Employees Are Taking Over Employers’ Computers To Mine Cryptos

Francisco Memoria
  • The CEO of a renowned cybersecurity firm recently stated employees are increasingly taking over employers' computers to mine cryptocurrencies
  • According to her this is "becoming a big problem." It seemingly adds to the ongoing cryptojacking trend.

The chief executive of a renowned cybersecurity frim recently claimed that employees are increasingly taking over their employers’ computers to mine cryptocurrencies like bitcoin, according to a report published by Business Insider.

Nicole Eagan, CEO of Darktrace, a cybersecurity company that works with the likes of the City of Las Vegas, European power plant giant Drax, and the Scottish government, told attendees at the Wall Street Journal’s CEO Council event that employees taking over computing power is becoming a problem.

She said:

"We have seen 1,000 crypto-mining cases in the last six months in the US alone with employees taking over company infrastructure for crypto mining. This is becoming a big problem."

Nicole Eagan

As an example, Eagan revealed Darktrace had come across an instance where a junior banker at an Italian bank stole servers he had signed for on the company’s behalf. According to her, the junior banker took 12 servers and hid them under the floorboards of the bank’s data center to set up his own cryptocurrency mining operations.

The move went undetected for “some period of time,” until the unusual connections going outside the bank to his cryptocurrency mining operations gave it all away.

Robert Hannigan, former director of the British government’s cybersecurity agency GCHQ, appeared alongside Eagan at the conference, and added that he believes “people are doing what they’ve always done in the criminal world, which is to harness unsecured processing power from around the world.”

Hanningan added that botnets – networks of other people’s remotely controlled devices – are constantly used to mine cryptocurrencies.
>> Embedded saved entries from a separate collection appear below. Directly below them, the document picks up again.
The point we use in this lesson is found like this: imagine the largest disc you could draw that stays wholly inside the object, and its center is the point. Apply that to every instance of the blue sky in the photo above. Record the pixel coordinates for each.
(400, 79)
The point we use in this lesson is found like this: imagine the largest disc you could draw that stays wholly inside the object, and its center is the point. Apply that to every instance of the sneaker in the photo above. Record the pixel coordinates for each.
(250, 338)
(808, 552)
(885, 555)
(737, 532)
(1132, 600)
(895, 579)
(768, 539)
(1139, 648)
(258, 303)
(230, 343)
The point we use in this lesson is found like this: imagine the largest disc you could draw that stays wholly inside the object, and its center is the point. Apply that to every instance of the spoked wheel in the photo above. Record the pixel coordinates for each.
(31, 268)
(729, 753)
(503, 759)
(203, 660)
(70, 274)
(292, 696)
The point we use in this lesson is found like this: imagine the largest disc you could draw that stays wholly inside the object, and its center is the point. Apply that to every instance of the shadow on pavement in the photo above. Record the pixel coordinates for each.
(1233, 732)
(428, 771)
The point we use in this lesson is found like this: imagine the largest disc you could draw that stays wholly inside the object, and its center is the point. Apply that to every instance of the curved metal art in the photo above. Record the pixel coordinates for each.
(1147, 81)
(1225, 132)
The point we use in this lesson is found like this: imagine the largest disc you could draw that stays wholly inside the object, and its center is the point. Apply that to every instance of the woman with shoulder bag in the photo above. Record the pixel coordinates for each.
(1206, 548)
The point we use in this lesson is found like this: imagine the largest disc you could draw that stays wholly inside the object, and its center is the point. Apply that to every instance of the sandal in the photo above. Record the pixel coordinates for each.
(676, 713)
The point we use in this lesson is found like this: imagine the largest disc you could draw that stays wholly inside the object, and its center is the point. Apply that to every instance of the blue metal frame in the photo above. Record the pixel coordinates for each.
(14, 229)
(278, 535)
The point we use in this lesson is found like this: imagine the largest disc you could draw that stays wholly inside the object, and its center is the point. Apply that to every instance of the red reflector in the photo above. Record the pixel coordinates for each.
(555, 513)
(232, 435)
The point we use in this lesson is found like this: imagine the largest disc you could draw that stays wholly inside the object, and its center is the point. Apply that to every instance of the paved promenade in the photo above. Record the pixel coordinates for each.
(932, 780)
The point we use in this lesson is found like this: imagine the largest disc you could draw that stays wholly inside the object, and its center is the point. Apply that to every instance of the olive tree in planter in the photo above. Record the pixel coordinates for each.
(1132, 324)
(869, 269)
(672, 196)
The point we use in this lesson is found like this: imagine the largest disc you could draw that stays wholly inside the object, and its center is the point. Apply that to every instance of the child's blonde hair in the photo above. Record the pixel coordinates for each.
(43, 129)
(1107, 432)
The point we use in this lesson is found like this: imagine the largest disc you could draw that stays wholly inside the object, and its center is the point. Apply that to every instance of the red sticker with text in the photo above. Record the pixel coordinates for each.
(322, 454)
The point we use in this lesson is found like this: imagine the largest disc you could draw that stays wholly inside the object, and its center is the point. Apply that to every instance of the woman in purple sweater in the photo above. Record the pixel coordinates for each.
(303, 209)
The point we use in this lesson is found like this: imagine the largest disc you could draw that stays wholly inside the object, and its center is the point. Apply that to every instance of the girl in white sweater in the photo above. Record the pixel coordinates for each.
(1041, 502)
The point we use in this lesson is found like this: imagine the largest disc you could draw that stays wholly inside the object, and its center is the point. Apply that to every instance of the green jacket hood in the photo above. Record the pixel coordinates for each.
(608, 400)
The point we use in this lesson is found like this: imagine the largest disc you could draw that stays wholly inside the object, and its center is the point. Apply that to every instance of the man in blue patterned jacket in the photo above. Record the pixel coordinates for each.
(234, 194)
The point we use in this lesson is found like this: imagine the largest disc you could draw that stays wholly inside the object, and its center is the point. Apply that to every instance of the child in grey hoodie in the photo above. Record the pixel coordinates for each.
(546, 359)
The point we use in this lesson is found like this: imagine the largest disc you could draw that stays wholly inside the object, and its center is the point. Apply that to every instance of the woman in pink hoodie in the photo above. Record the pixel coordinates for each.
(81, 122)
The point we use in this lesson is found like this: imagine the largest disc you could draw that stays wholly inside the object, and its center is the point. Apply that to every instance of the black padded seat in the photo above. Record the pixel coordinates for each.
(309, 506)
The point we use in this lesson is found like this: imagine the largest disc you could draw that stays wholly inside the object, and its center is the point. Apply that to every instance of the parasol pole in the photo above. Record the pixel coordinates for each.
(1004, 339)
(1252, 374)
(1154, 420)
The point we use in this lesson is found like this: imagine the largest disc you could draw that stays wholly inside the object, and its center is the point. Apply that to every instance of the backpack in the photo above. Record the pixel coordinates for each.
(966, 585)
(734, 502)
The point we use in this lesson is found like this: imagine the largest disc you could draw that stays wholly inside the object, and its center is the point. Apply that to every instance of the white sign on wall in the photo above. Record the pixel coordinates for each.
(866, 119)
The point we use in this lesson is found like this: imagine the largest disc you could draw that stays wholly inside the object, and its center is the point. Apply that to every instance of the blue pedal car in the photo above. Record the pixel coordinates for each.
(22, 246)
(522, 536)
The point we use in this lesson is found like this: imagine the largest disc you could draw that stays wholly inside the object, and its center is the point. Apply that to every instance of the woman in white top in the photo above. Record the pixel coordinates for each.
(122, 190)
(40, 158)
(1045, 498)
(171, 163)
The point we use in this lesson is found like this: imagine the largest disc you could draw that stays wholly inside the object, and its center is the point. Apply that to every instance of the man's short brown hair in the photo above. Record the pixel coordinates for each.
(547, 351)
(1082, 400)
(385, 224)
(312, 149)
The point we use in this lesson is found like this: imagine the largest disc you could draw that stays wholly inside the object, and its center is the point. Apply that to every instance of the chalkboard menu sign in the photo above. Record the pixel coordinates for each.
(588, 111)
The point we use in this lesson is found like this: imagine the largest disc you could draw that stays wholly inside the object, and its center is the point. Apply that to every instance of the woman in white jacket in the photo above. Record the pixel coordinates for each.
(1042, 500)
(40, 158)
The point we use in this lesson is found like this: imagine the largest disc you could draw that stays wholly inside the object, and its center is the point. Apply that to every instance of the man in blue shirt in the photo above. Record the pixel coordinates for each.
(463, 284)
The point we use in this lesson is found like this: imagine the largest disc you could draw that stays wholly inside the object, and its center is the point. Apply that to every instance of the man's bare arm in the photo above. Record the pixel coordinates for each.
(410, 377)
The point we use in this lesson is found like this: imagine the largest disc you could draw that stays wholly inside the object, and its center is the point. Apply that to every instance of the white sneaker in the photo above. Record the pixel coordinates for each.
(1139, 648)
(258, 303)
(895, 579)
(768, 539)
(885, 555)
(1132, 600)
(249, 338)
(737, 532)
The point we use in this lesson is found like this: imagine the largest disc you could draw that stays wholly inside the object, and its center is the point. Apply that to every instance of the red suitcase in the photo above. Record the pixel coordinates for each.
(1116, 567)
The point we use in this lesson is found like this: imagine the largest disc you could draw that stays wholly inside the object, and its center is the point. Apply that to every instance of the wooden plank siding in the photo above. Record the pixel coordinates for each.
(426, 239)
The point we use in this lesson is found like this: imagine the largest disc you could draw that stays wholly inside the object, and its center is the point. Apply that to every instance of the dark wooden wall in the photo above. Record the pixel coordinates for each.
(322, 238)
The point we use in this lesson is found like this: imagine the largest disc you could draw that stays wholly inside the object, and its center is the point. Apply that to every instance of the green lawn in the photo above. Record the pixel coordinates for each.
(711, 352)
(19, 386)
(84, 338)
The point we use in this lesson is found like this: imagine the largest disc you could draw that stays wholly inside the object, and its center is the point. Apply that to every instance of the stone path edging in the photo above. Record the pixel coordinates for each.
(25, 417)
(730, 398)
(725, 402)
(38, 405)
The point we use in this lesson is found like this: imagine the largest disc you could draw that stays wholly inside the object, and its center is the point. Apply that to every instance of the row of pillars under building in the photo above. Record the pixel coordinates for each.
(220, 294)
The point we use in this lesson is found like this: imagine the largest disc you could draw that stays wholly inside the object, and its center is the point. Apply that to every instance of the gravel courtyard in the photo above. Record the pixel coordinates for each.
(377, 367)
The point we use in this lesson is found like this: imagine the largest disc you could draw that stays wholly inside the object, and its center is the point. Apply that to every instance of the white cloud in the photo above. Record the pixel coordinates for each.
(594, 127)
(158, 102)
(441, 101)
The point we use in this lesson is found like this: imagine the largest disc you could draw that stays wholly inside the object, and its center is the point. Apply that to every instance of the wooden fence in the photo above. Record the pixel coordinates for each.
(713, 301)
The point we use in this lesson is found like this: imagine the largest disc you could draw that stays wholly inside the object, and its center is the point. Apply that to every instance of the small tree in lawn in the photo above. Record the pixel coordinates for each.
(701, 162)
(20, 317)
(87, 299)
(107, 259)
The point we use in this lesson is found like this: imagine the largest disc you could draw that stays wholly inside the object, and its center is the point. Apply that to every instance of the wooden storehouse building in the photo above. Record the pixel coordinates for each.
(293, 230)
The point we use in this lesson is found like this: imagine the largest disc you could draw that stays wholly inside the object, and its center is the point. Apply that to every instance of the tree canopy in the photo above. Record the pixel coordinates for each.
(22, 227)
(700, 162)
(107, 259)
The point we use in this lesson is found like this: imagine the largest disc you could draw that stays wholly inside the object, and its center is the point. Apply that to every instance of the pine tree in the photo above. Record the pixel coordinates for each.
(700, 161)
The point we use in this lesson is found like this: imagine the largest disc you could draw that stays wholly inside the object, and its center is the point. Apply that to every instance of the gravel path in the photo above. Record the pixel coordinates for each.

Using other people’s devices to mine cryptos is known as cryptojacking.

The cryptojacking trend has been on the rise, so much so that the UK’s national cybersecurity center has listed it as a “significant” threat. Notably, reports have shown that even the Egyptian government secretly mined cryptocurrencies with citizens computers at one point.

The trend has been so damaging that most anti-malware tools block cryptocurrency mining scripts. Google, as covered, recently removed all crypto mining extensions from Chrome’s store.